This will mean that in addition to secondary data, you will also need to collect data from the specified participants and test the hypothesis. The practice of primary collection is time-consuming since all the data must be analysed in detail before results can be withdrawn.
3. Failure to Meet the Strict Academic Writing Standards
Research is serious business everywhere. Failure to follow the language, style, structure, and formatting guidelines as provided by your department and/or institution when writing the dissertation paper can make matters worse. It is recommended to read the dissertation handbook before starting the write-up thoroughly.
Does your Dissertation Have the Following?
- Great Research/Sources
- Perfect Language
- Accurate Sources
If not, we can help.
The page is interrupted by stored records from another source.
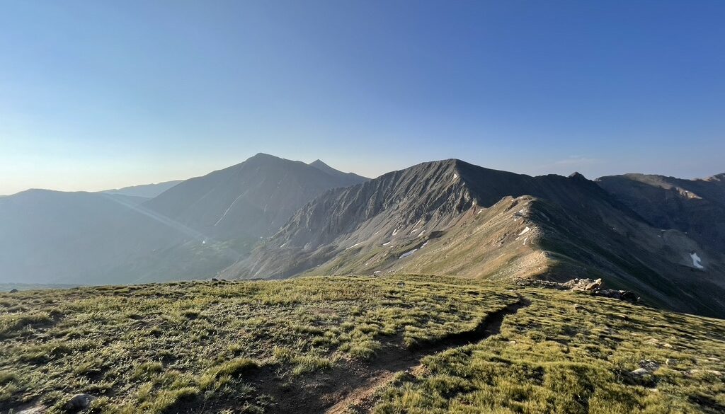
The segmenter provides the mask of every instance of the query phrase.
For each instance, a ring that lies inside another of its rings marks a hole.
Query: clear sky
[[[0,0],[0,194],[257,152],[725,172],[725,1]]]

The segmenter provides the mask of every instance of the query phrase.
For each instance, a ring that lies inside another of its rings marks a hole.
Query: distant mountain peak
[[[362,175],[358,175],[357,174],[355,174],[354,173],[345,173],[343,171],[340,171],[339,170],[333,168],[332,167],[330,167],[329,165],[326,164],[322,160],[320,160],[319,158],[315,160],[315,161],[312,161],[312,162],[308,164],[308,165],[317,168],[318,170],[322,171],[323,173],[332,175],[333,177],[336,177],[339,178],[344,178],[349,181],[349,185],[357,184],[369,180],[369,178],[367,178]]]

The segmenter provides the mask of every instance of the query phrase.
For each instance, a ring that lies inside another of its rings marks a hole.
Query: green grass
[[[500,334],[423,360],[378,390],[378,413],[720,413],[725,321],[581,293],[423,276],[180,282],[0,294],[0,412],[264,413],[273,378],[420,349],[523,297]],[[650,373],[634,376],[642,365]],[[336,371],[335,370],[337,370]],[[294,391],[297,390],[297,391]],[[284,395],[281,394],[281,395]]]
[[[573,292],[524,291],[531,305],[508,317],[500,335],[426,357],[420,373],[400,376],[380,392],[375,412],[725,409],[718,372],[725,373],[725,321]],[[630,373],[647,363],[660,368]]]
[[[174,413],[274,403],[254,386],[269,372],[292,385],[381,341],[412,345],[469,329],[517,299],[455,278],[305,278],[179,282],[0,294],[0,412],[61,412],[72,395],[94,411]]]

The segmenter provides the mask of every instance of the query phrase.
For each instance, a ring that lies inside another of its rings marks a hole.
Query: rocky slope
[[[724,269],[721,254],[652,227],[581,175],[530,177],[449,160],[328,191],[223,276],[602,278],[650,302],[725,315]]]
[[[597,182],[652,225],[686,232],[703,248],[725,252],[725,173],[696,180],[626,174]]]
[[[264,237],[326,190],[367,180],[337,173],[257,154],[241,164],[186,180],[144,207],[210,238]]]

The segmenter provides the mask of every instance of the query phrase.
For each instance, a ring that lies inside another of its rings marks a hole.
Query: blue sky
[[[0,2],[0,194],[257,152],[368,176],[725,171],[725,2]]]

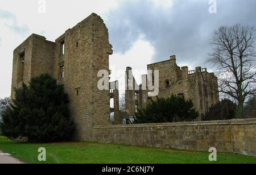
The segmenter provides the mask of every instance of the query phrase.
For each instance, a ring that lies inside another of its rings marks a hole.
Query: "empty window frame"
[[[135,112],[138,113],[138,105],[135,105]]]
[[[59,67],[59,77],[60,80],[64,79],[64,64],[60,65]]]
[[[201,108],[201,110],[203,110],[203,109],[202,99],[200,100],[200,108]]]

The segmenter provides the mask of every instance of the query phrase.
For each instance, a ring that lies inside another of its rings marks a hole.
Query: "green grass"
[[[21,143],[0,137],[0,150],[27,163],[38,160],[39,147],[44,147],[47,161],[44,163],[86,164],[171,164],[212,163],[209,153],[151,148],[93,142],[67,142],[49,144]],[[254,163],[256,157],[218,153],[214,163]]]

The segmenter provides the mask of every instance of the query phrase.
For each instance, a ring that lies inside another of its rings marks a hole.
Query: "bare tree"
[[[242,107],[255,93],[255,28],[236,24],[214,32],[209,61],[217,66],[219,91]]]

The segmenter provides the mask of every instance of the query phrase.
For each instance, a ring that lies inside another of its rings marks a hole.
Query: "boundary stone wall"
[[[256,156],[256,119],[97,126],[95,141]]]

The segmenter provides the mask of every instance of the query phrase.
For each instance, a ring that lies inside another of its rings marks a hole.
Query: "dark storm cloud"
[[[174,0],[170,8],[149,1],[125,1],[106,20],[114,51],[125,52],[143,36],[155,48],[154,61],[176,55],[180,63],[203,66],[211,36],[220,26],[256,25],[256,1],[216,1],[217,14],[210,14],[209,0]]]

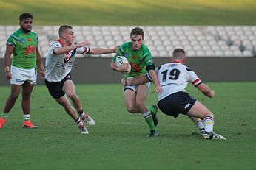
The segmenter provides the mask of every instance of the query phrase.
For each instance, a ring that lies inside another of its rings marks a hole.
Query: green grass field
[[[255,0],[1,0],[0,25],[256,25]]]
[[[89,135],[81,135],[47,88],[36,86],[31,116],[39,127],[21,128],[19,98],[0,130],[0,169],[255,169],[256,82],[208,85],[217,93],[214,99],[192,86],[187,91],[215,113],[215,132],[226,141],[204,141],[186,116],[161,112],[161,135],[146,138],[146,122],[126,111],[118,84],[76,85],[96,122]],[[9,92],[1,87],[1,109]],[[149,92],[146,103],[155,102]]]

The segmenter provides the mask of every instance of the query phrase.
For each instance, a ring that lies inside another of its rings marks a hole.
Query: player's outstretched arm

Our panel of experts makes sure to keep the 3 pillars of the Dissertation strong.
Steps of How to Write a Dissertation
For those stressing out about developing an extensive paper capable of filling a gap in research whilst adding value to the existing academic literature—conducting exhaustive research and analysis—and professionally using the knowledge gained throughout their degree program, there is still good news in all the chaos.
We have put together a guide that will show you how to start your dissertation and complete it carefully from one stage to the next.
Step #1: Find an interesting and manageable research topic.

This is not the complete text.